So why do this? Hedge fund managers like it as a sort of insurance for all the long investments they make. But other investors will simply short a stock (or ETF or some other security) because they think it’s on the verge of a fall. This happens particularly when investors smell a ‘bubble’ or an unjustified rise in the market, but also if the investor sees flaws or structural problems in the company that haven’t yet been appreciated by the market.

You can track how many short bets are on a particular stock through “short interest” data.

Last week, the Globe & Mail reported that Calgary-based Boardwalk Real Estate Investment Trust is the most shorted company in North America, with short interest covering 37 per cent of its outstanding shares.

Basically, this means that investors (possibly U.S. hedge funds) have borrowed and sold more than a third of the REIT’s outstanding shares, betting that the stock will plunge, likely as part of a broader crash in the Canadian housing market (sound familiar, “Big Short” fans?).

But it’s one thing for hedge funds to play in this game, and another thing for armchair investors looking to profit from a stock selloff.

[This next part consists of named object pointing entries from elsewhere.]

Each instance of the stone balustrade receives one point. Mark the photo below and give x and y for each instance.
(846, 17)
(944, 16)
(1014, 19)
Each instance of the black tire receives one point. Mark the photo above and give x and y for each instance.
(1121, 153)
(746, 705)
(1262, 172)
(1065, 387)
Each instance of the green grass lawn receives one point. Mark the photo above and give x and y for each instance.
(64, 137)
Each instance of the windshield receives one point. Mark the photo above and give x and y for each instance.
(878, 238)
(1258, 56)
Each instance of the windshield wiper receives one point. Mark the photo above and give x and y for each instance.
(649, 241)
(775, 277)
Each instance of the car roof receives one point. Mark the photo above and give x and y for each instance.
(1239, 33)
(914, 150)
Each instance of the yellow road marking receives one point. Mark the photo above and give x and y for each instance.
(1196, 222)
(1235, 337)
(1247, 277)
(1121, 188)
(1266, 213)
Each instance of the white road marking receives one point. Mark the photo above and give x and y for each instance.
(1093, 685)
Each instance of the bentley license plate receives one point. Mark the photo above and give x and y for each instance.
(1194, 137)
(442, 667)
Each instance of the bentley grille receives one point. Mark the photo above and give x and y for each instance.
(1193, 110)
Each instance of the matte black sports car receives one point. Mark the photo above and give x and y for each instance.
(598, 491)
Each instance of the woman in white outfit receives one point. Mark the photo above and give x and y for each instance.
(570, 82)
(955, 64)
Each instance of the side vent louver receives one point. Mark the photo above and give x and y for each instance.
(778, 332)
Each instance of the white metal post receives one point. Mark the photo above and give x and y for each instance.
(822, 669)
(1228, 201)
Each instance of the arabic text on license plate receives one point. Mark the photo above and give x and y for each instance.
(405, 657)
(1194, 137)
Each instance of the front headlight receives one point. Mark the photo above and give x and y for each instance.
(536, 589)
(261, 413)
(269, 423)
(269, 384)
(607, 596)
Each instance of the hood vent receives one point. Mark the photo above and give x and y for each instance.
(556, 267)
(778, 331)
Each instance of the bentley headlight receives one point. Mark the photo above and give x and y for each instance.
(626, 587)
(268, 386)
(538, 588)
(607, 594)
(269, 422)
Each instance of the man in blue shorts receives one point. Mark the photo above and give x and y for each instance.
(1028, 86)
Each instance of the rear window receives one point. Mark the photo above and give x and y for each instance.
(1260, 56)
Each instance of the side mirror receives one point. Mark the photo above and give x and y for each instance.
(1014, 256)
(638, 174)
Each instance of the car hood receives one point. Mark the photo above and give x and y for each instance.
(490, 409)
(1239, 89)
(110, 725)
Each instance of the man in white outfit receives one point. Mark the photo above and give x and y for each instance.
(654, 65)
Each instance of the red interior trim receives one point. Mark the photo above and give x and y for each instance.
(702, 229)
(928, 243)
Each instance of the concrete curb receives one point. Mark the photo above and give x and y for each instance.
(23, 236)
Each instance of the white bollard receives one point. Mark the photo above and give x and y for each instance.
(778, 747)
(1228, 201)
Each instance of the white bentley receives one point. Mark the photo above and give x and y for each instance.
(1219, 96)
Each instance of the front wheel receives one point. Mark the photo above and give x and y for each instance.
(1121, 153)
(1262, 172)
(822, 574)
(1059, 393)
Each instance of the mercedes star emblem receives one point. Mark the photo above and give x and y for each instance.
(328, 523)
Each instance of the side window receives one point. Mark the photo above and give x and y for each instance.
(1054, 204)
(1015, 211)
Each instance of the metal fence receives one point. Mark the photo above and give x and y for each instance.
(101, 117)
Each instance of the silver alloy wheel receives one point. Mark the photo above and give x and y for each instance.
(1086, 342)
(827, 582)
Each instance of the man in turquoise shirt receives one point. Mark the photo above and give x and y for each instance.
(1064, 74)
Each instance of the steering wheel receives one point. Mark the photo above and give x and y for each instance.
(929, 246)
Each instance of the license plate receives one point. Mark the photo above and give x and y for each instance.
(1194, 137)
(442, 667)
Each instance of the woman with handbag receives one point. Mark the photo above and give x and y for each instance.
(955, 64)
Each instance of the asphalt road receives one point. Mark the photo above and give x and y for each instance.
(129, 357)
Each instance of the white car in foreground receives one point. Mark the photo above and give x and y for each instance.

“This is generally something done by sophisticated investors who are watching the market very very closely and understand the risks that they’re walking into,” says Del Greco.

The trick with shorting stocks is the potential for massive loss.

Think about a typical stock investment, where you buy $10,000 worth of shares expecting them to rise. If they don’t, the most you’re risking is $10,000, and it’s unlikely the stock would ever fall to zero. More likely, you’re risking a small to moderate piece of your original investment.

But with a short, you take losses when the stock rises, and that’s where the math gets tricky.

“There is no ceiling on how much a short seller can actually lose on a trade, because the stock can theoretically go (up forever),” says Del Greco.

So, let’s say instead of buying those shares, you think they’re primed for a sharp fall, and decide to short them instead.

You borrow $10,000 worth and sell them, planning to buy them back at a lower price. But instead of falling, they rise. You figure this is just a temporary situation and decided to wait it out, but they keep rising. Meanwhile, the broker that you borrowed the shares from is demanding that you put more money in your account (margin calls) as insurance against the possibility that the stock keeps rising. Finally, you cry uncle and buy back the shares at $20,000, returning them to the lender, and taking a loss of $10,000 plus the fees.

And this is a conservative example. Shorting a volatile stock can lead to sharp swings in the wrong direction, leaving investors on the hook for multiples more than their original investment.

Ultimately, that brokerage account can be empowering by allowing retail investors to make their own decisions. But just remember that the guys in “The Big Short” lost millions before they made billions.

“You may think you are right in your assessment that the shares might decline, but it may not happen in the time frame that you think,” says Del Greco.